Pero voy a hacer un experimento, dijo al rato, con ustedes si me lo permiten. Cosa de ustedes que me lo permitan, autoricen. Quien no lo quiera está de plano aprobado en la materia aunque no se forme ni estudie siquiera. Quien sí lo acepte, que sea sin chistar, ¿me comprenden? Porque se trata de otra cosa diferente a los estudios y a la Hidrobiología, de la que sé muy poco, aunque vagas nociones tengo del tema. Tiempo habrá de que cursen sus dichosas Técnicas con alguien más avezado que los instruya en la materia correspondiente.
Quiera Dios que todos se queden, dijo, o creo que dijo, o creo que todos creímos que dijo el Aldecoa, o solamente lo creyó y fuimos nosotros los que dijimos que dijo lo que nosotros quisimos creer: él, el hombre de ciencia. Toda esa parte de la exposición fue muy confusa.
Al maestro Aldecoa, lo sabíamos Mauricio y yo, se le tenía por persona correcta en Rectoría. Tatiana expresó que era “mágico”, como suele decirle a toda la gente que la impresiona muchísimo. Y sí que había algo “mágico” en Aldecoa como para impresionarnos a todos, incluso a los que no solemos decirle “mágico” a nadie. Su altura era notoria y su voz familiar, como de párroco o locutor de radio. Luego Tatiana dijo que parecía una muñeca rusa. O una cebolla, interpretó Filiberto. Rosario estuvo de acuerdo y los demás por ende. Una capa que envuelve a otra capa que envuelve a otra… y así sucesivamente. Todos lo intuicionamos así en lo que al espíritu se refiere, porque lo demás era evidente: camiseta blanca, camisa de cuadritos azules y verdes, chaleco, corbata de caracolitos, saco sport, impermeable (en época de secas). Y quién sabe qué tantas cosas hubiera pellejo adentro. Aldecoa era un mundo, de cierto complejo.
Asentimos con la cabeza más por la curiosidad que por el temor a las dudosas características del experimento: inyecciones (creía Mauricio), perversiones (Diana o Sarita), parapsicología e hipnotismo (Rosario y el Gordo) y deportivismo o drogas (los otros).
Nos vimos al día siguiente con el Aldecoa ese, ya muy convencidos por Tatiana de la “magia” del profesor de Tec, materia que de todas maneras queríamos tomar, fuera cuando fuera y con quien fuera.

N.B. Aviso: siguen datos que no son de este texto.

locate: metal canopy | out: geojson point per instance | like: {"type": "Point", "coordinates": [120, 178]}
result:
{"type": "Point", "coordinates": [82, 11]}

Él nos pidió respeto y silencio mientras exponía: El experimento va a comenzar ahora mismo. Tienen que estar como dispuestos… Tienen que ponerse así… Y se puso guanguito, flojito, desvanecido. Y le seguimos la terapia, ya más confiscados por su “luminosa aura” (al decir de Sarita) que por nuestros despropósitos de alumnos apáticos o atípicos (según nos calificó, no recuerdo, el emérito maestro).
Luego fue un ir y volver de un lado al otro, de la mesa a la ventana, de la puerta al pizarrón, de las sillas al mapamundi, del esqueleto a los pupitres, como si se tratara de un continente que pudiéramos recorrer en tan poco espacio, con sus lagunas, sus montañas, sus océanos y sus infernales desiertos. Panamá, Sri Lanka, las Siete Islas, Helsinski, las Molucas. Cuando ya estábamos bien cansados, el tipazo nos dice: ¿Y si soy su tía Carmela? Pues sí, la verdad podía serlo, no había motivos para oposicionarnos.
Yo no tengo ninguna tía Carmela, y por la cara de los demás, tampoco había Carmelas entre las tías, quizás salvo en la familia de Tatiana, que no es de por aquí. Pero lo aceptamos al ingenioso Aldecoa como si fuera nuestra tía Carmela: se trataba de un simple juego de párvulos inocentones, palabra, según recuerdo.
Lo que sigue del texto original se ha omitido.